Materials and methods
Extraction and preprocessing of scRNA data
The read count expression profile data of 16 cancer tissues and 7 adjacent tissues were extracted from the single-cell sequencing dataset GSE200997 from the NCBI database Gene Expression Omnibus (GEO). First, the single-cell data were filtered by ensuring that each gene was expressed in at least three cells, and at least 250 genes were expressed per cell. The PercentageFeatureSet function was used to determine the proportion of mitochondria and rRNA and ensure that <3000 genes are expressed per cell and the Unique molecular identifier (UMI) of each cell is at least >100.The data were standardised through log-normalisation, and highly variable genes were identified using the FindVariableFeatures function (variance-stabilising transformation was used to identify variable characteristics). Subsequently, the ScaleData function was used to scale all genes, and Principal components analysis (PCA) was used for dimensionality reduction to identify anchor points (dim = 40). The FindNeighbors and FindClusters functions (resolution = 0.2) were used to cluster the cells, and the RunTSNE function was used to reduce t-SNE dimensionality to screen for fibroblasts.
Extraction and preprocessing of the cancer genome atlas data
The clinical phenotype data of CRC were downloaded from TCGA database, and samples lacking data on survival time and survival status were removed. Samples were further filtered to ensure that the survival time in each sample was >0 days. In addition, the gene expression profile data were downloaded from TCGA database, and 431 tumour samples and 41 para-cancerous samples were selected for further analysis.The copy number variation (CNV) of CRC samples were downloaded from TCGA database and integrated using the GISTIC2 software.The single nucleotide variants (SNVs) data of TCGA-COAD cohort were downloaded from TCGA database and integrated using the Mutect2 software.
Extraction and preprocessing of GEO data
The GSE17536 and GSE17537 datasets were downloaded from GEO, and the probe IDs were converted to gene symbols according to the annotation files. A probe ID that corresponded to multiple genes was deleted, and the expression of several probes for a gene was averaged. Normal tissue samples were removed, and only tumour samples were retained. In addition, samples without clinical follow-up and OS data were removed to ensure that the survival time of all patients was >0 days. A total of 177 tumour samples and 21,655 genes were obtained from the GSE17536 dataset, and 55 tumour samples and 21,655 genes were obtained from the GSE17537 dataset.

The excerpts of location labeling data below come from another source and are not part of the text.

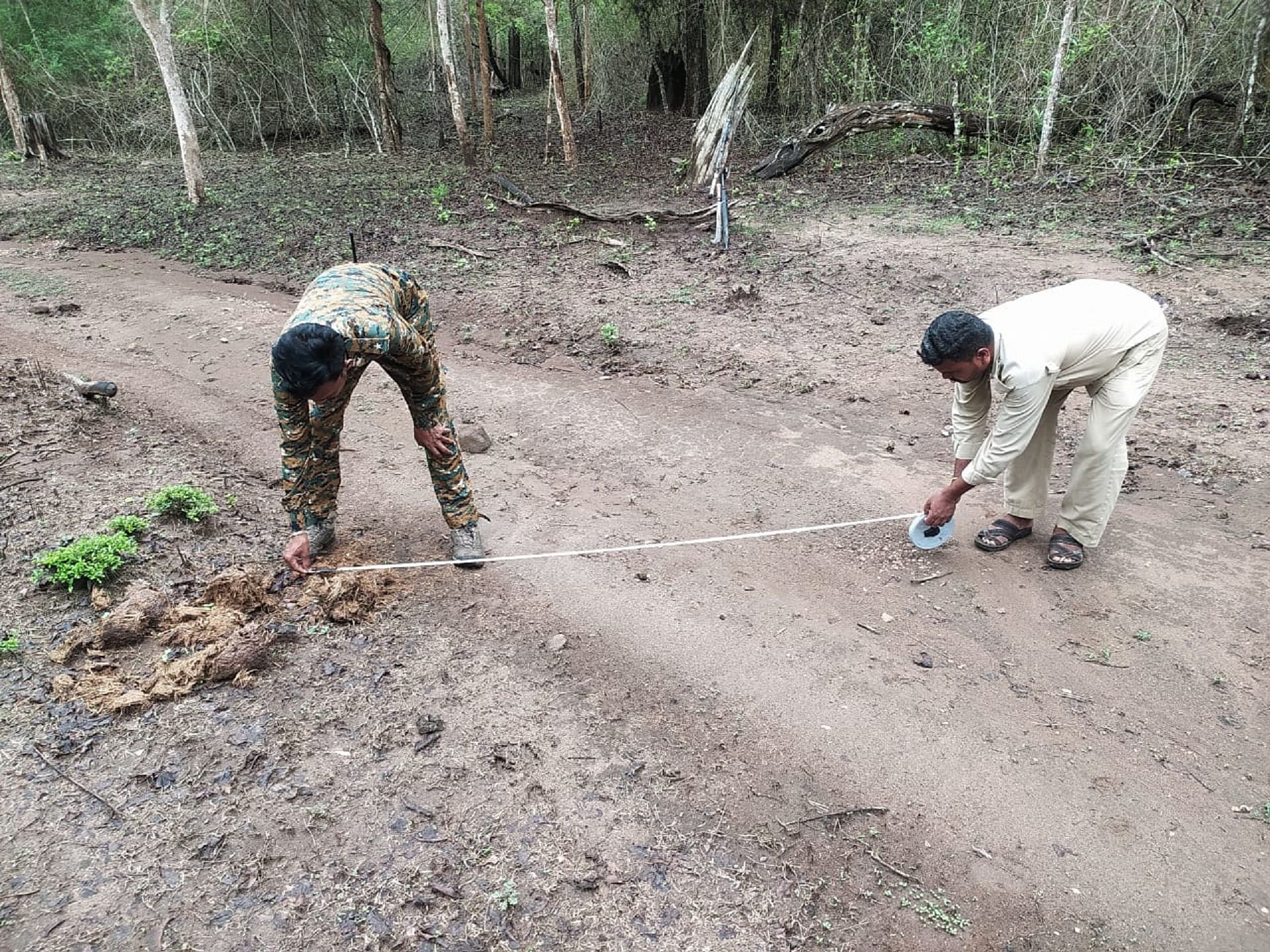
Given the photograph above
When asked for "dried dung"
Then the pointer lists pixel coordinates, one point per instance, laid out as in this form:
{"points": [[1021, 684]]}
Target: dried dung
{"points": [[99, 692], [136, 616], [353, 597], [192, 626], [245, 651], [238, 588]]}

Single-cell clustering dimensionality reduction
The R language Seurat package was first used to filter the single-cell data by setting each gene to be expressed in at least 3 cells, and each cell expresses at least 250 genes, calculating the proportion of mitochondria and rRNA through the PercentageFeatureSet function, and ensuring that each cell The expressed genes are less than 3000, and the UMI of each cell is at least greater than 100. Then, we normalized the data of 23 samples separately by log-normalization.The FindVariableFeatures function was used to find highly variable genes [identify variable features based on variance stabilizing transformation (“vst”)], then scaled all genes using the ScaleData function, and perform PCA dimensionality reduction to find anchors, we chose dim=40, pass The FindNeighbors and FindClusters functions cluster the cells (set Resolution=0.2), divided the subgroups, and used the RunTSNE function for TSNE dimensionality reduction,
Annotation and further segmentation of fibroblasts
The fibroblasts were screened with the four genes of ACTA2, FAP, PDGFRB and NOTCH3, and then the fibroblasts were extracted and clustered by the functions of FindNeighbors and FindClusters (setting Resolution=0.2), and the fibroblasts were further divided into 4 groups subpopulations and re-TSNE dimensionality reduction of fibroblasts using the RunTSNE function.

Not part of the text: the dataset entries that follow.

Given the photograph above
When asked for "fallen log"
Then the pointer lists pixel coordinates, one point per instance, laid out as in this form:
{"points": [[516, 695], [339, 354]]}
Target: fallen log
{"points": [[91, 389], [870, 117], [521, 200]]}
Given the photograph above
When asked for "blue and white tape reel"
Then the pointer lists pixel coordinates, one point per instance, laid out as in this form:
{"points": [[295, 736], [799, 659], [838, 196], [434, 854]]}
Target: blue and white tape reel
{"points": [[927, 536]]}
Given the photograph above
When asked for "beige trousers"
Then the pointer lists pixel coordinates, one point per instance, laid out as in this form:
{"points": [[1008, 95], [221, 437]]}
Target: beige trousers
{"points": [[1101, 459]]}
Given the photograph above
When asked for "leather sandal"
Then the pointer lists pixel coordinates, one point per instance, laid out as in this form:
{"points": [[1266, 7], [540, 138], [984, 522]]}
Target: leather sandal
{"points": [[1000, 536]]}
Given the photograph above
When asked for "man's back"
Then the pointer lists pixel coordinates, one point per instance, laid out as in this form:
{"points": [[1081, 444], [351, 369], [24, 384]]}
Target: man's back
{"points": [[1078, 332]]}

Identification of marker genes
The FindAllMarkers function of the Seurat package was used to identify marker genes of fibroblasts by LogFC=0.5, Minpct=0.35 (minimum expression ratio of differential genes) and identified marker genes with a corrected p<0.05.
Functional annotation of subgroups
KEGG enrichment analysis was performed on marker genes of fibroblast subpopulations using the compareCluster function of the clusterProfiler package in R language, and screening was performed with pvalue Cutoff=0.05.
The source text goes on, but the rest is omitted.